In developing countries, stillbirths occur at a rate of about 13 per 1,000 births and early infant deaths at a rate of nine per 1,000 live births—even when women receive antenatal care and deliver in hospitals prepared to handle obstetrical and newborn complications.1 According to a multinational study among women giving birth for the first time, the leading causes of fetal and early infant deaths combined are spontaneous preterm delivery (accounting for 29% of the deaths) and hypertensive disorders (accounting for 26%). Prematurity is responsible for fully 61% of early infant deaths and is the leading cause of death even in pregnancies near term.
Study data came from a randomized trial of calcium supplementation to prevent pre-eclampsia, conducted among women who were at elevated risk because they had a low calcium intake and had not previously given birth.

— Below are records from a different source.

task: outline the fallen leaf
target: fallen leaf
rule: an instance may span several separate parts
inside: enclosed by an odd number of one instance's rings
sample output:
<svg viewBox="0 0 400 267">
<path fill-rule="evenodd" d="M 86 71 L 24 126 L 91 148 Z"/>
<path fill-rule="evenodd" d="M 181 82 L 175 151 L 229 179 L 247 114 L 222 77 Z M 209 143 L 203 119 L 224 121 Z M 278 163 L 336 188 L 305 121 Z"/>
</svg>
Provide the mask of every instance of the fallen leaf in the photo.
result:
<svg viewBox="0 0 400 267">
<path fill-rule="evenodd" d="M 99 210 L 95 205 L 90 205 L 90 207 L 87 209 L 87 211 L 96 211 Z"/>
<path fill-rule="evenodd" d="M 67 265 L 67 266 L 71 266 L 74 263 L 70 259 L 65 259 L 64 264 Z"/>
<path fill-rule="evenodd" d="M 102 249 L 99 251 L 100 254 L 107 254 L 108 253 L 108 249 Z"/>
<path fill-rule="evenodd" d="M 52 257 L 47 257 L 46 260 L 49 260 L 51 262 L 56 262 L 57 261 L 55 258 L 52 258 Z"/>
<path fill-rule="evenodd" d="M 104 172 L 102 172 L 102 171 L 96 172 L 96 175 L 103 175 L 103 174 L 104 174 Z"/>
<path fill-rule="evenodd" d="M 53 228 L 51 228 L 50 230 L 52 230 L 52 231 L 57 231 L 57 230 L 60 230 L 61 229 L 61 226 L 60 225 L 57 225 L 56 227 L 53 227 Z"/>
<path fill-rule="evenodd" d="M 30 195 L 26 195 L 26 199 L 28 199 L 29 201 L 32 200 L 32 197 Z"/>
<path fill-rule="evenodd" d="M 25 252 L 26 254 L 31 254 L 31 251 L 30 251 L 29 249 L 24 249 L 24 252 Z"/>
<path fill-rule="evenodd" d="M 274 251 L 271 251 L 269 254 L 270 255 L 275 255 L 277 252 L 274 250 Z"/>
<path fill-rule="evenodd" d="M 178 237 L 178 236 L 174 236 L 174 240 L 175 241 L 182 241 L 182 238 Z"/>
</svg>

Pregnant women visiting general antenatal clinics in six countries—Argentina, Egypt, India, Peru, South Africa and Vietnam—during 2001–2003 were eligible if they had a pregnancy of less than 20 weeks' gestation, had never given birth and did not have hypertension or a history of the condition. Participating women took calcium or a placebo daily until delivery and were examined monthly at the clinics, which were located in hospitals that had neonatal intensive care units or could refer women to such hospitals. The rates of stillbirth (fetal deaths among all births) and early neonatal death (newborn deaths during the first seven days of life among all live births) were determined for pregnancies of at least 28 weeks' gestation. A single cause of each fetal or newborn death was determined from data-collection forms and hospital records.
Analyses were based on 7,993 pregnancies among 8,325 women; the women were nearly equally divided between the calcium and placebo groups. About 1% of the pregnancies were multiple pregnancies.
Overall, 100 pregnancies ended in death of the fetus, corresponding to a rate of about 13 stillbirths per 1,000 births. An additional 71 pregnancies ended in death of the newborn within seven days, corresponding to a rate of nine early neonatal deaths per 1,000 live births. Fully 63% of the pregnancies with an outcome of stillbirth or early neonatal death ended before term; of these pregnancies, four-fifths ended by spontaneous preterm delivery, while one-fifth ended by preterm delivery induced because of medical complications.
As pregnancy advanced, the rates of stillbirth and early neonatal death decreased. Each outcome occurred at a rate of about 400 per 1,000 births at 28 weeks of gestation, but fell sharply to a rate of roughly 20 per 1,000 births at 40 weeks of gestation. In contrast, the risks of these outcomes, as determined by Kaplan-Meier analyses, declined initially but rose later in pregnancy, peaking at 39 weeks of gestation. At that gestational age, the risk of stillbirth was about 350 per 100,000 undelivered fetuses and the risk of early neonatal death was about 400 per 100,000 live births.
On the basis of an obstetric classification system, the leading cause of stillbirths and early neonatal deaths combined was spontaneous preterm labor (labor starting before 37 weeks of gestation), which was the cause in 29% of pregnancies with these outcomes, followed by hypertensive disorders, the cause in 26%. Less common causes were fetal abnormalities (13%), intrapartum-related causes (9%) and unexplained intrauterine fetal death (8%), among others. Compared with women in the placebo group, women in the calcium group had a significantly lower risk of their pregnancy ending in stillbirth or early neonatal death because of hypertensive disorders.
On the basis of an international disease classification system, 61% of the early neonatal deaths were due to prematurity, 23% to asphyxia and birth trauma, 13% to congenital anomalies, 1% to infection and the rest to unknown causes. When these deaths were stratified by the gestational age of the infant at delivery, prematurity was the most common cause of death among infants born before 37 weeks of gestational age; thereafter, asphyxia was the most common cause. The pattern was similar in the calcium group and in the placebo group individually.
An important finding of the study, the researchers point out, was that even though the women and infants received care in secondary and tertiary hospitals, the observed rates of perinatal death still exceed those in developed countries. Another important finding, with implications for the future, was the pattern of causes of deaths; specifically, they assert, the study's results suggest that as obstetric and newborn care becomes more accessible in developing countries, preterm delivery and hypertensive disorders may increase in relative importance as causes of fetal and newborn death, while intrapartum complications may decrease in relative importance. They therefore advocate research into the causes of preterm delivery and hypertensive disorders, with the aim of translating the findings into life-saving interventions. "Advancements in the care of premature infants and prevention of spontaneous preterm labour and hypertensive disorders of pregnancy could lead to a substantial decrease in perinatal mortality in hospital settings in developing countries," they conclude.—S. London
1. Ngoc NTN et al., Causes of stillbirths and early neonatal deaths: data from 7993 pregnancies in six developing countries, Bulletin of the World Health Organization, 2006, 84(9):699–705.